Fruit odor discrimination and host race formation in Rhagoletis fruit flies

Charles Linn, CEL1@cornell.edu, Satoshi Nojima, sn67@cornell.edu, and Wendell Roelofs, wlr1@cornell.edu. Cornell University, New York State Agricultural Experiment Station, Department of Entomology, Geneva, NY

Rhagoletis pomonella is a model for incipient sympatric speciation (divergence without geographic isolation) via host plant shifts. We are testing the hypothesis that R. pomonella flies originating from hawthorn, apple, and flowering dogwood fruit use fruit volatiles to distinguish among their respective host plants. Solid phase microextraction combined with gas chromatography and electroantennogram detection were used to identify unique blends of volatiles from each fruit type.

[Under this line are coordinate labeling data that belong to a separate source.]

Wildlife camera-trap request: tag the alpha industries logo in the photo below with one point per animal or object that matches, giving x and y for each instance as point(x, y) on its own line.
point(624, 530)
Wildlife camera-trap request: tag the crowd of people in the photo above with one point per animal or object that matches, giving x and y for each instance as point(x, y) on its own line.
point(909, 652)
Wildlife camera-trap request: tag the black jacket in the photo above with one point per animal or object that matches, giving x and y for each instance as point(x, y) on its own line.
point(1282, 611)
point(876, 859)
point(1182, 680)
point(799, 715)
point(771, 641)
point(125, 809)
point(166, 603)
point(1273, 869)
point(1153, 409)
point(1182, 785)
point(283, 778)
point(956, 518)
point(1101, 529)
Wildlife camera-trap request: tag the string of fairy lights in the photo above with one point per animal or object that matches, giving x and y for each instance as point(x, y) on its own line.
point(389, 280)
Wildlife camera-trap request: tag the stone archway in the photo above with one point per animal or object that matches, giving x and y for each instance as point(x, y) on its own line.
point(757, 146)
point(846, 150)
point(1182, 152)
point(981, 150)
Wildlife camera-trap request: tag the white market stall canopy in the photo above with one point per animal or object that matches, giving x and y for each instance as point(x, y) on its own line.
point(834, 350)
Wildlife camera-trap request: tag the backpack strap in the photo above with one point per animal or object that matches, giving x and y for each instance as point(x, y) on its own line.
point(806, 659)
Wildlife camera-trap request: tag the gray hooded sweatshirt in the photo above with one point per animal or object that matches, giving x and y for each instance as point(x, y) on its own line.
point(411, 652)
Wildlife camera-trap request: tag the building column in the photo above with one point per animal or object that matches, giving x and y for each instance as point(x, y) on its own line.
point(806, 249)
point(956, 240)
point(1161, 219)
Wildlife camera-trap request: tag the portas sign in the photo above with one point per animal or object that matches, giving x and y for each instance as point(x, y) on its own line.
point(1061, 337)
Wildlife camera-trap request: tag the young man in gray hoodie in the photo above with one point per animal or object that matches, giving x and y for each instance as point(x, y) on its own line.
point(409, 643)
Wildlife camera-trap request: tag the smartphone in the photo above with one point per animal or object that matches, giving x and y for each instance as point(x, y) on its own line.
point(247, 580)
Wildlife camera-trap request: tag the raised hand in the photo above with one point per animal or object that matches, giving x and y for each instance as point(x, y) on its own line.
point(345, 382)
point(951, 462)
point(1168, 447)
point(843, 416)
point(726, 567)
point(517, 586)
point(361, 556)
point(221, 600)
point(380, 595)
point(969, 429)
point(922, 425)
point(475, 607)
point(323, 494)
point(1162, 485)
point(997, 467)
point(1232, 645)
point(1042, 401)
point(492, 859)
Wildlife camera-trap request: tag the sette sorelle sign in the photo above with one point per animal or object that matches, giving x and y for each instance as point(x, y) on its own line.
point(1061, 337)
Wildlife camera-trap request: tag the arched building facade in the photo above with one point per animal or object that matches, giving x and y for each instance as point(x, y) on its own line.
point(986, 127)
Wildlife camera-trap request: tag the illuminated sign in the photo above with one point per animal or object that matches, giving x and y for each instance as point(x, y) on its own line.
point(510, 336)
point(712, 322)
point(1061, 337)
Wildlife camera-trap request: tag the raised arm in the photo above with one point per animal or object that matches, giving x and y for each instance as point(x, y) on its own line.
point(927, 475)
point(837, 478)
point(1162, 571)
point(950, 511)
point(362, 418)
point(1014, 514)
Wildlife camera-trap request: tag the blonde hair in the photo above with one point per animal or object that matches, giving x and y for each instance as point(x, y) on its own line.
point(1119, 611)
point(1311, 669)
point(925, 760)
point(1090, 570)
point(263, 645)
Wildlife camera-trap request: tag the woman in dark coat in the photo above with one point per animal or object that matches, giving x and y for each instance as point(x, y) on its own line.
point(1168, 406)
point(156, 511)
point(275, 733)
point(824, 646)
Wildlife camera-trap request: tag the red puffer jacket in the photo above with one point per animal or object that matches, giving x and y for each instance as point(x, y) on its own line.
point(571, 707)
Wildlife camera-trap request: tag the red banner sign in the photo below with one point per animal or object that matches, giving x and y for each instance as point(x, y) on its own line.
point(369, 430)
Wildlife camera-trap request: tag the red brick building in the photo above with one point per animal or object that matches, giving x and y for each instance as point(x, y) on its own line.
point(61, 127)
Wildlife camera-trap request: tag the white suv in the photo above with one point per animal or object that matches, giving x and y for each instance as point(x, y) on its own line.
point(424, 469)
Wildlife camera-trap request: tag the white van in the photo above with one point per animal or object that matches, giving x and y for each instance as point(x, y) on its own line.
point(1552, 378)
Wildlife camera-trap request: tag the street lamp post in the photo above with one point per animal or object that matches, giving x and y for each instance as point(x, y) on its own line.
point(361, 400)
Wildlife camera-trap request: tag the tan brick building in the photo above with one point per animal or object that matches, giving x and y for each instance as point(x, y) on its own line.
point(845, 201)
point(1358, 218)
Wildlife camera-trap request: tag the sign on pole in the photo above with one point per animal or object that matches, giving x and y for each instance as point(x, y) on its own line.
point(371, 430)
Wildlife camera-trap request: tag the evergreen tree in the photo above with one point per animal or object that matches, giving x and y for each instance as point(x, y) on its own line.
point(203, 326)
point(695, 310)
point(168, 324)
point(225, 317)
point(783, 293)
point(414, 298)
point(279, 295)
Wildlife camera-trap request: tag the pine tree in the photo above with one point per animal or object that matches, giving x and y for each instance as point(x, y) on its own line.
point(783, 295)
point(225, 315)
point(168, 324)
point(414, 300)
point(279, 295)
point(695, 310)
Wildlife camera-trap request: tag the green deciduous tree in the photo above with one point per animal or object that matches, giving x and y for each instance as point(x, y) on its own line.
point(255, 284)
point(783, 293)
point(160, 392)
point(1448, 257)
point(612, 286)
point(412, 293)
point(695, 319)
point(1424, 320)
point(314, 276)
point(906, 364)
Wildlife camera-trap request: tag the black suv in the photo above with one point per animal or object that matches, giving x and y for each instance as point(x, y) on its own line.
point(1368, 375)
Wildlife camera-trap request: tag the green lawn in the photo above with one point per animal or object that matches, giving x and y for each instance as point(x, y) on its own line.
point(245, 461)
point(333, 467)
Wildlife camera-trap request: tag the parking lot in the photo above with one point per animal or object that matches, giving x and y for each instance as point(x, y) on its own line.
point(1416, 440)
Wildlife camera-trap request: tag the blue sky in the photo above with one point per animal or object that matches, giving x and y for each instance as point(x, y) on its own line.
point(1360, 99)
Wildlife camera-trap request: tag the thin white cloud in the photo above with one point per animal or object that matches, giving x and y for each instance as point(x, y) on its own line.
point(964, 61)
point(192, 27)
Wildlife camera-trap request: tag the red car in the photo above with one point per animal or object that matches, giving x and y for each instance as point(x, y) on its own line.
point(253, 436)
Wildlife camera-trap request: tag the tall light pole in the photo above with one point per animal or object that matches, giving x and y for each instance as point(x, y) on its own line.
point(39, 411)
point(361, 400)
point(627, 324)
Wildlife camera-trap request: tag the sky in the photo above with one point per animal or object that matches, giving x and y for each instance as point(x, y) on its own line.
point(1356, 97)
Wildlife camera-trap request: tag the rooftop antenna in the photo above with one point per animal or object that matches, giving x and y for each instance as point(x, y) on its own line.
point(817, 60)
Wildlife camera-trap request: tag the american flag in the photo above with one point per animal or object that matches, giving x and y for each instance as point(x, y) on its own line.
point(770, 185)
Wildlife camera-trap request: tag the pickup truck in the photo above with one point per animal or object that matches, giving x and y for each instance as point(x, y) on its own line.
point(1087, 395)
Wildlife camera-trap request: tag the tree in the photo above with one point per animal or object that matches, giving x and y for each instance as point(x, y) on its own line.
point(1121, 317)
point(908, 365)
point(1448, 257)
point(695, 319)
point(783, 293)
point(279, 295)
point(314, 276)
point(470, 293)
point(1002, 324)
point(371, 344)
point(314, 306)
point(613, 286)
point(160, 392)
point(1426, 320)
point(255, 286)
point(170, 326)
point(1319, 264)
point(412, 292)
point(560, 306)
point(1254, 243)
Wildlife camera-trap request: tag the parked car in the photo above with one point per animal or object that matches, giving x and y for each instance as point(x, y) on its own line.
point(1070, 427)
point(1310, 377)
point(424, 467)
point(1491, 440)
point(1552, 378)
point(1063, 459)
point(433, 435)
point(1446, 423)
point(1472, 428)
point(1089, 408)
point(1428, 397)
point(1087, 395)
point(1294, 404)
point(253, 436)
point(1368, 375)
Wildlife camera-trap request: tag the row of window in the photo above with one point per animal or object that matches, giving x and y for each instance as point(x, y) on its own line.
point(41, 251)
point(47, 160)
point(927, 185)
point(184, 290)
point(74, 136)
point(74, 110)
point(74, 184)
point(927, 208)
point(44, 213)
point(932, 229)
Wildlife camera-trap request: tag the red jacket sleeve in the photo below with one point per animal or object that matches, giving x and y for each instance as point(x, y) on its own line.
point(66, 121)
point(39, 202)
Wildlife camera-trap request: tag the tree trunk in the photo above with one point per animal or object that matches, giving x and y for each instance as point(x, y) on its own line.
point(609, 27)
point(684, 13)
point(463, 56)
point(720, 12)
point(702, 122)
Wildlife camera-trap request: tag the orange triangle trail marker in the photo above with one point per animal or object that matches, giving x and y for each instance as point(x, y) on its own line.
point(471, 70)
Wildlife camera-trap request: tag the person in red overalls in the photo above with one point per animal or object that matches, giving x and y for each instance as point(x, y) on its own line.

In flight tunnel assays flies preferentially flew upwind (>70%) to the volatile blend from their natal host. A low percentage of flies also flew to non-host blends, and >90% of these flies were ones that flew to their natal blends as well. Thus, there appears to be a percentage of flies in each population that are broadly tuned with respect to fruit odor blend specificity. Field tests also showed that over the fruiting season significantly more flies were captured with natal fruit volatiles. Because R. pomonella rendezvous on or near the unabscised fruit of their hosts to mate, the behavioral preference for natal fruit odor translates directly into premating reproductive isolation between the fly races. However, because some flies are less discriminating there is the potential within each population for host shifts to occur.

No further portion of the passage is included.